Rate limiting and how to handle it on the client side

When publishing an API on the internet, we open ourselves up to a wonderful world of users, but also a world full of threats. Proper design patterns, good security practices, and audits and penetration tests help mitigate many of the risks associated with open API access. There are many design patterns and best practices for writing a globally accessible API, but in this particular post, I would like to focus on one – rate limiting or rate throttling. As you probably know, one of the most common and potentially easiest types of attacks on a network service is a DoS (Denial of Service) or the more dangerous DDoS (Distributed Denial of Service). The foundation for protecting against this type of attack is the early detection of an increase in request volume, directing queries from potentially suspicious traffic sources, and applying physical limits on the number of queries to the API from a specific client.

Traffic limiting often occurs by dividing queries into pools, and assigning each pool a certain number of tokens to be used within a specific time window. Typically, query limits are awarded based on RPS (requests per second). Limiting can be done in the simplest way by assigning a pool per IP of the “caller,” which is not very effective due to the globally implemented NAT (Network Address Translation) where many users can be hidden behind a single IP visible to the service. More effectively, a separate pool is assigned for each authorized user and a separate common pool for those who are not authorized (anonymous).

In either case, when our application makes too many queries within a specified time window (e.g., a second), the API usually returns the HTTP 429 Too Many Requests status.
Many times in my career, I have encountered clients who are not able to process this kind of status correctly, usually reporting an enigmatic error on the API side. This is not a mistake, but a form of protection telling the client application that it needs to temporarily restrain its activities because it has exceeded its assigned limits.
How to deal with this type of status on the server side?

The solution is very simple – backoff wrapping. The client makes a query to the API using an HTTP client. The HTTP client allows you to check the status of queries and often the code using the client is written in a way that checks if the query was successful (HTTP 200) and if not, the function returns an error to the program. To easily solve this problem, the developer should “wrap” the HTTP client function in a way that allows the query to be repeated.

The following code in Go illustrates the simplest way to solve this problem:

func DoRetry(request *http.Request, retries uint8) (*http.Response, error) {
    if retries == 0 {
        return nil, fmt.Errorf("error calling HTTP URL `%s`: too many retries", request.URL.String())
    }

    response, err := http.DefaultClient.Do(request)
    if err != nil {
        return response, err
    }

    if response.StatusCode == http.StatusTooManyRequests {
        time.Sleep(1 * time.Second)
        return DoRetry(request, retries-1)
    }

    return response,err
}

In the example above, the HTTP client code is wrapped in an additional function that retries the query X times before returning an error code to the parent function.
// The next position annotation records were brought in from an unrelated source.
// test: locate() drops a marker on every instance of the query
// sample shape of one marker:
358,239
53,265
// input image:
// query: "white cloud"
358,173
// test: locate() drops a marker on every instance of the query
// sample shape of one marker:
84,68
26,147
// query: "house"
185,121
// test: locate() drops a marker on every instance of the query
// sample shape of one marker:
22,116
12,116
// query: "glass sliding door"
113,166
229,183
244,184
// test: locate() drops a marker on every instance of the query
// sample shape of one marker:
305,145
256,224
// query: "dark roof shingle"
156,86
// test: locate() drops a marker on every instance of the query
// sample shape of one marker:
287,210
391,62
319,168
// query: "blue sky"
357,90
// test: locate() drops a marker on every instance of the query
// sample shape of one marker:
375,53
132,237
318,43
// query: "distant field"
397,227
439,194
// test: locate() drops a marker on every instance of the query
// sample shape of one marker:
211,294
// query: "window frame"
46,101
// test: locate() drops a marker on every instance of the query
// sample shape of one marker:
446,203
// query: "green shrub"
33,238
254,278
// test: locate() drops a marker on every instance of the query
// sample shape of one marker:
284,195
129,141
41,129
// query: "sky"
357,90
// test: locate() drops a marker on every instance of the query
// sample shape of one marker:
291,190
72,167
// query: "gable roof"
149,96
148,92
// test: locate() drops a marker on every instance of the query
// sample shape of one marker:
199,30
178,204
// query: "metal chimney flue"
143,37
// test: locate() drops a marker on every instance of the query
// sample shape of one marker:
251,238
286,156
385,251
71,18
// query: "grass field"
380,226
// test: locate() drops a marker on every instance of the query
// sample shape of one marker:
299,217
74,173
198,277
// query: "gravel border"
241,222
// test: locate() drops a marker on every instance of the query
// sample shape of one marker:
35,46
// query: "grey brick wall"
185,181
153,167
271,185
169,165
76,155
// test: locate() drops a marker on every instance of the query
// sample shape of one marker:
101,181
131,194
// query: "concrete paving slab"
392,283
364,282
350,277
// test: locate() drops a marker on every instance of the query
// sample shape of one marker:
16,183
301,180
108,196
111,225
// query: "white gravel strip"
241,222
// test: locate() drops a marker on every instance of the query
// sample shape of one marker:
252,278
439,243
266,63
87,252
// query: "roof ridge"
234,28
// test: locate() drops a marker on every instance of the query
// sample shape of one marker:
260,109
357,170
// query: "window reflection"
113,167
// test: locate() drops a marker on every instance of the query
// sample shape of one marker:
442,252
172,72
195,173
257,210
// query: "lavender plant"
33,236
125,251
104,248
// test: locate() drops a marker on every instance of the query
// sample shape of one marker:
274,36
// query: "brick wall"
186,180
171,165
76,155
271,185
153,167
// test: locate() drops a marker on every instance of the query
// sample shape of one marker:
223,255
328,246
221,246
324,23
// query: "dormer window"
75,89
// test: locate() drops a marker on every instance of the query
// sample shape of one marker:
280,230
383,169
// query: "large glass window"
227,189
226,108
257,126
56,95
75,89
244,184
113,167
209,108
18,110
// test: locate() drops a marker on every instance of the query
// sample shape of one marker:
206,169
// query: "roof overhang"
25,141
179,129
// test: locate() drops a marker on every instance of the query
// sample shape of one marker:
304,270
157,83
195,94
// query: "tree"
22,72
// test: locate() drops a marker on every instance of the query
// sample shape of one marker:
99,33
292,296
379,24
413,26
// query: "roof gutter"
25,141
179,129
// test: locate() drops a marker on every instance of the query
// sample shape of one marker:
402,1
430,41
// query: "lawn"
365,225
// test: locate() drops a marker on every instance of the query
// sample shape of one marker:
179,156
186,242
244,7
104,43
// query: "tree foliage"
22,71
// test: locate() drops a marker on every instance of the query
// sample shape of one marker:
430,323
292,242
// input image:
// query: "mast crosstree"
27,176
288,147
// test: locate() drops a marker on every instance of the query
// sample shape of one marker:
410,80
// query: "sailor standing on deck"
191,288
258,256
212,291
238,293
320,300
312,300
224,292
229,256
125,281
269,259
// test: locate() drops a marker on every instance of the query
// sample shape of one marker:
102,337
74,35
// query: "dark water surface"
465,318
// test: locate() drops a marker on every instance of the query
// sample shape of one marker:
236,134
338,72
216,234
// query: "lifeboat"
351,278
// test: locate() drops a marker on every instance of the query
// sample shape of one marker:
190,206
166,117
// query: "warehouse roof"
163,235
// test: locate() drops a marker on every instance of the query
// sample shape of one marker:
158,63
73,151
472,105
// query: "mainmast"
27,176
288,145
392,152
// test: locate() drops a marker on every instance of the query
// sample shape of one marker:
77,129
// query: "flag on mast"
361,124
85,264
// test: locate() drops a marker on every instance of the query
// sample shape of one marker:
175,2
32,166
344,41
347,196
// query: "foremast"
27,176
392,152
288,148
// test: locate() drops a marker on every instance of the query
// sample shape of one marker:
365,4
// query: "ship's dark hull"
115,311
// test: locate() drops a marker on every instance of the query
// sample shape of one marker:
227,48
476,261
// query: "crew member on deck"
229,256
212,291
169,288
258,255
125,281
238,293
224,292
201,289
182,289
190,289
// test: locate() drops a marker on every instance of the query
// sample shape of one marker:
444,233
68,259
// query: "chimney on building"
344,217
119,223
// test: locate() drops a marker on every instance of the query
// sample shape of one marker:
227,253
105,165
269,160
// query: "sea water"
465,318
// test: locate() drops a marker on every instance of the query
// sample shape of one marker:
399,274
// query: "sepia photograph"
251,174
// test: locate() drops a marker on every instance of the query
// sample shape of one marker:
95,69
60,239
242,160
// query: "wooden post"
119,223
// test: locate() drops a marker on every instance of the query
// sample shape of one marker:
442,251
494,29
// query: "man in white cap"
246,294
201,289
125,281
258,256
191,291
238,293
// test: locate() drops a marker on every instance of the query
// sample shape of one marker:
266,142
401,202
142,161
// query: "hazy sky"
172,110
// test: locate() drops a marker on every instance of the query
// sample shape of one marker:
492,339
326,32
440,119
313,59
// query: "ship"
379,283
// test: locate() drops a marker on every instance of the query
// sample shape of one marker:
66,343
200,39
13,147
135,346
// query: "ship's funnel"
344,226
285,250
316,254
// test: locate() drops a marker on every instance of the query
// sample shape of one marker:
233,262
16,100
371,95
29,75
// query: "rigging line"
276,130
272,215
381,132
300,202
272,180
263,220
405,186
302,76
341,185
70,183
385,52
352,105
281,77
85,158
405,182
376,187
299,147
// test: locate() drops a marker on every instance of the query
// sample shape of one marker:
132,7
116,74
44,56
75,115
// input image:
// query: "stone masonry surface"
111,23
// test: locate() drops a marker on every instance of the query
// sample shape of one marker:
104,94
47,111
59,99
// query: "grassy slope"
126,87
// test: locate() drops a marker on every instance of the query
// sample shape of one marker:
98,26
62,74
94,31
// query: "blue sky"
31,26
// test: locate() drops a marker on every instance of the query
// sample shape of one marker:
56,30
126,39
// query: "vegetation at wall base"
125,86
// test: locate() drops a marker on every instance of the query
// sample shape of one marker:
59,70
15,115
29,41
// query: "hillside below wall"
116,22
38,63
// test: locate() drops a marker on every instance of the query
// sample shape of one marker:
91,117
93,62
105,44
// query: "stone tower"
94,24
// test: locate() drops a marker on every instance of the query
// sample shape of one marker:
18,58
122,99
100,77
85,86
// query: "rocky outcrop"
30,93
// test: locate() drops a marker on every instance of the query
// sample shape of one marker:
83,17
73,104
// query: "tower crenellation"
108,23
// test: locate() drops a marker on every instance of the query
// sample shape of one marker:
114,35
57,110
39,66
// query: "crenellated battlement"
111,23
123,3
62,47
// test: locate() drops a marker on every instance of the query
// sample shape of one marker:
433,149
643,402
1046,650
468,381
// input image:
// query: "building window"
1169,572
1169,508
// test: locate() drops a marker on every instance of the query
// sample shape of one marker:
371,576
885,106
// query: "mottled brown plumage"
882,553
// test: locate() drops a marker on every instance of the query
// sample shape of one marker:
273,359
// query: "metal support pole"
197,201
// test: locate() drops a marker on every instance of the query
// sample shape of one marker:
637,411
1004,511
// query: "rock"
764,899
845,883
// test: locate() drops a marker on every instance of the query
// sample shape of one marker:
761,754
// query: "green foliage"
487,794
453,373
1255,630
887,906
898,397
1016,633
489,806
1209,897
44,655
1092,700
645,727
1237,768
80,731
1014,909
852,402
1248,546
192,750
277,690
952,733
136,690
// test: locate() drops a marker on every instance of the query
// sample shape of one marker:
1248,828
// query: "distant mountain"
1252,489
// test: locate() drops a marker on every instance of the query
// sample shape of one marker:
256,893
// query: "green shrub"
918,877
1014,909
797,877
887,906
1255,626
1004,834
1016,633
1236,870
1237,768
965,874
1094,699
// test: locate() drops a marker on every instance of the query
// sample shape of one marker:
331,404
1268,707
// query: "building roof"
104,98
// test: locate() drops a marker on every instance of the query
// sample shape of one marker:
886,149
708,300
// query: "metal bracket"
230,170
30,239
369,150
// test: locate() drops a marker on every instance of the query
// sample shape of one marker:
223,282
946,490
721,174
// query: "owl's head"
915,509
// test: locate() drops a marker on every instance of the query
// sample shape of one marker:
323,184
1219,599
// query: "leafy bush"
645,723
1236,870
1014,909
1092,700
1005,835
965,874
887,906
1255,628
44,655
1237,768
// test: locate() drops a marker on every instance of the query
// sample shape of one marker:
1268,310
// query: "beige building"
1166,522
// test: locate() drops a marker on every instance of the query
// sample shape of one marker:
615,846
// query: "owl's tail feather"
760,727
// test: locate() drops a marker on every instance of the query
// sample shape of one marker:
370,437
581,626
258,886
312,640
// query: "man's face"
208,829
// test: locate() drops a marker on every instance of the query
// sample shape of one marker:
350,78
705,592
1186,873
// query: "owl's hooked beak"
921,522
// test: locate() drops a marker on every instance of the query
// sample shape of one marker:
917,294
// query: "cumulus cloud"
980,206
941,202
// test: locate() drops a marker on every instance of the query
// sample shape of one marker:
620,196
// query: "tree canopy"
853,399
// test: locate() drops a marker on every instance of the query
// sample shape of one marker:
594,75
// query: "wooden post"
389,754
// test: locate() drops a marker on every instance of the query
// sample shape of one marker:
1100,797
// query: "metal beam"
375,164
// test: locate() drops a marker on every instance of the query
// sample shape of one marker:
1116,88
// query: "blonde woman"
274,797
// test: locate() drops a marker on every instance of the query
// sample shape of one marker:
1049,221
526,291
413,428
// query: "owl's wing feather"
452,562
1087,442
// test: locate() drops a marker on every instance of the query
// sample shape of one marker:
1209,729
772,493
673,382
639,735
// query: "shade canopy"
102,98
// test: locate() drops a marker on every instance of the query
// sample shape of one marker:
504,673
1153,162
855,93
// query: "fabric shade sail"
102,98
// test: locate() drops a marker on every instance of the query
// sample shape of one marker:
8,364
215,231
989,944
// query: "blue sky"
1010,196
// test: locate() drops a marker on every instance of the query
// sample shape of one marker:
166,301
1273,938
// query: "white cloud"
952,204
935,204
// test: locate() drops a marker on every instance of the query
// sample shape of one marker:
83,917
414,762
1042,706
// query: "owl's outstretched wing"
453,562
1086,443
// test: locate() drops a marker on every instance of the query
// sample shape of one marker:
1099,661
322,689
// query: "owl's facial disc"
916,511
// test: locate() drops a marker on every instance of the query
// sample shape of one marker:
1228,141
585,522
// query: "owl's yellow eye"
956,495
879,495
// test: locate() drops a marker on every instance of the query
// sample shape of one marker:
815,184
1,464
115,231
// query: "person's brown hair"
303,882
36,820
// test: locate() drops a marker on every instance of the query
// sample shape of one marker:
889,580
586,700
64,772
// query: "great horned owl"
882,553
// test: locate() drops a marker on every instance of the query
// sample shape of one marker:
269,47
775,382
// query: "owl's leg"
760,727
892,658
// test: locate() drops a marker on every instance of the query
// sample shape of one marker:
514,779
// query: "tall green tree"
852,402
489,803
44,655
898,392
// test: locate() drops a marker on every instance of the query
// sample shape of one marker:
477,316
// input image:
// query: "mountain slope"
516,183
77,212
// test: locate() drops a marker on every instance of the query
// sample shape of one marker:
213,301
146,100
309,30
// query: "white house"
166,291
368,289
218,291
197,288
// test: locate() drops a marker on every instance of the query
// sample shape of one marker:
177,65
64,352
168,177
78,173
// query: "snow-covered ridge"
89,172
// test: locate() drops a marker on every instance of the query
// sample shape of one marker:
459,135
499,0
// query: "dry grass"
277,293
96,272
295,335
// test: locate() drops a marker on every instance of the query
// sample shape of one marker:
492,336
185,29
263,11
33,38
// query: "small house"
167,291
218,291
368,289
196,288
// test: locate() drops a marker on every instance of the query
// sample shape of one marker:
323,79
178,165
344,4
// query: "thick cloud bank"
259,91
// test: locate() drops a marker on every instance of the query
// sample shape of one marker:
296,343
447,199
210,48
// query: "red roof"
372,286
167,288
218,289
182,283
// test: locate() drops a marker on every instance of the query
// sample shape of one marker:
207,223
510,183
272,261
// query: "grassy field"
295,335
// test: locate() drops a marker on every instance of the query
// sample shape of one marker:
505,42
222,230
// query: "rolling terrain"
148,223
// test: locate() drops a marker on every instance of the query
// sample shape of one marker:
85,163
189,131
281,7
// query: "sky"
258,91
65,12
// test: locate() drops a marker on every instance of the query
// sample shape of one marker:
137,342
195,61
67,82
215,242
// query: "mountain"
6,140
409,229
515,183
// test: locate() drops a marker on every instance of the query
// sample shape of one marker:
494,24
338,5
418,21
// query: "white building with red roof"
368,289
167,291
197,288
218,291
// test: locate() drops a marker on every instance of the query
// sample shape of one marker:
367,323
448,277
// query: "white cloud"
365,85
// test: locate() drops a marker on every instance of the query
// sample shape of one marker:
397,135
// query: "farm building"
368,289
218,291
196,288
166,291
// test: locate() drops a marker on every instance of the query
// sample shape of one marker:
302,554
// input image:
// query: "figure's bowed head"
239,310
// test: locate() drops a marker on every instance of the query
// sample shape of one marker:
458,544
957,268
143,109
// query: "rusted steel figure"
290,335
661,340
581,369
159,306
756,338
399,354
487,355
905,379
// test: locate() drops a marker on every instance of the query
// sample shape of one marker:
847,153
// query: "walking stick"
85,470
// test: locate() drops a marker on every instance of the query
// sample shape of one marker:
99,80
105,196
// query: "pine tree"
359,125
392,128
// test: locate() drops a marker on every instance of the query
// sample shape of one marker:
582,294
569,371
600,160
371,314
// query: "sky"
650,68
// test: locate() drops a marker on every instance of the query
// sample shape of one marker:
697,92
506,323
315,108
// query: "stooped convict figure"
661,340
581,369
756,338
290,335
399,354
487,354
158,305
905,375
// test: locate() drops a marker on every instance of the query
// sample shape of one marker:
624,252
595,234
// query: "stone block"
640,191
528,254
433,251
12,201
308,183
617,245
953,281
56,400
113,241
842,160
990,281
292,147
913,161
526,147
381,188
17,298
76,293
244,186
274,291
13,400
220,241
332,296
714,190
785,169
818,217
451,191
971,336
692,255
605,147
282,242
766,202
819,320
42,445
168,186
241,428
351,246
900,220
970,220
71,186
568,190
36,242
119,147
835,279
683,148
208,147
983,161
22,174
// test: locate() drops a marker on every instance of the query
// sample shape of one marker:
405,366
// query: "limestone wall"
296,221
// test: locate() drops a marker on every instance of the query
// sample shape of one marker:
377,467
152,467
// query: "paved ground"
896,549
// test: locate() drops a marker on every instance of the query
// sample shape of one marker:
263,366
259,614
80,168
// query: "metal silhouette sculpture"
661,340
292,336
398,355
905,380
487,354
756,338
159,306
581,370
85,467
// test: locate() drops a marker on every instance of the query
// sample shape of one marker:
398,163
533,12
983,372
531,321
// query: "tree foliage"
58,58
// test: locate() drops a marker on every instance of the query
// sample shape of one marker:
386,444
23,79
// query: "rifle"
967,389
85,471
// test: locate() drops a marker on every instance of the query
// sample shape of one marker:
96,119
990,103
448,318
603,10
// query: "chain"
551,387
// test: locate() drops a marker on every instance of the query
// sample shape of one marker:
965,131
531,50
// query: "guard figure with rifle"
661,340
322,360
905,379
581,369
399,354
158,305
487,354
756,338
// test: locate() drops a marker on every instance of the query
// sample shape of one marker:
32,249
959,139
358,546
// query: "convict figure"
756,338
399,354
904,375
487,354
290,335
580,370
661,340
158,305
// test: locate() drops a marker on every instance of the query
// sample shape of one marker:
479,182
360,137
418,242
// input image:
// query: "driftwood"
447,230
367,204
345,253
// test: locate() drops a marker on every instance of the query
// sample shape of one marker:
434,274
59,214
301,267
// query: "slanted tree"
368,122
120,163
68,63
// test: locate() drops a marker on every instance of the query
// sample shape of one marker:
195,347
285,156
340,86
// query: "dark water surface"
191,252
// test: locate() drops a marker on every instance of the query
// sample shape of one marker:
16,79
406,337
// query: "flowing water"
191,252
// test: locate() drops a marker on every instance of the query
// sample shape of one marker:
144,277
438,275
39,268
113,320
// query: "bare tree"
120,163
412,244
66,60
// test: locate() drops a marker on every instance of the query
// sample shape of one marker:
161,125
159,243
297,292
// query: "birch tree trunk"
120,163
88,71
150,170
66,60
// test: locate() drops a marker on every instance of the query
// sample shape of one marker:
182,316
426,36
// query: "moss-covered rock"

It is a recursive function, which makes the query repeat “transparently” for those utilizing this functionality.
The Go code is just an example but similar functionality can be implemented in any other language, reducing the complexity of the client code.

More complex solution to do retry on 404, 500s etc. could be handled by this version:

func DoRetry(request *http.Request, retries uint8, currentRetry uint8) (*http.Response, error) {
	if currentRetry >= retries {
		return nil, fmt.Errorf("error calling HTTP URL `%s`: too many retries", request.URL.String())
	}

	response, err := http.DefaultClient.Do(request)
	if err != nil {
		return nil, err // on network errors etc.
	}

	if response.StatusCode == http.StatusTooManyRequests || response.StatusCode >= 500 {
		// Make sure to close the response body when it's not going to be used
		response.Body.Close()

		// Exponential backoff
		sleepDuration := time.Duration(math.Pow(2, float64(currentRetry))) * time.Second
		time.Sleep(sleepDuration)

		return DoRetry(request, retries, currentRetry+1)
	}

	return response, err
}

In the code above I did added 2 major changes – exponential delay and retry on 400+ HTTP status (404, 500s etc).

The Go code is just an example but similar functionality can be implemented in any other language, reducing the complexity of the client code.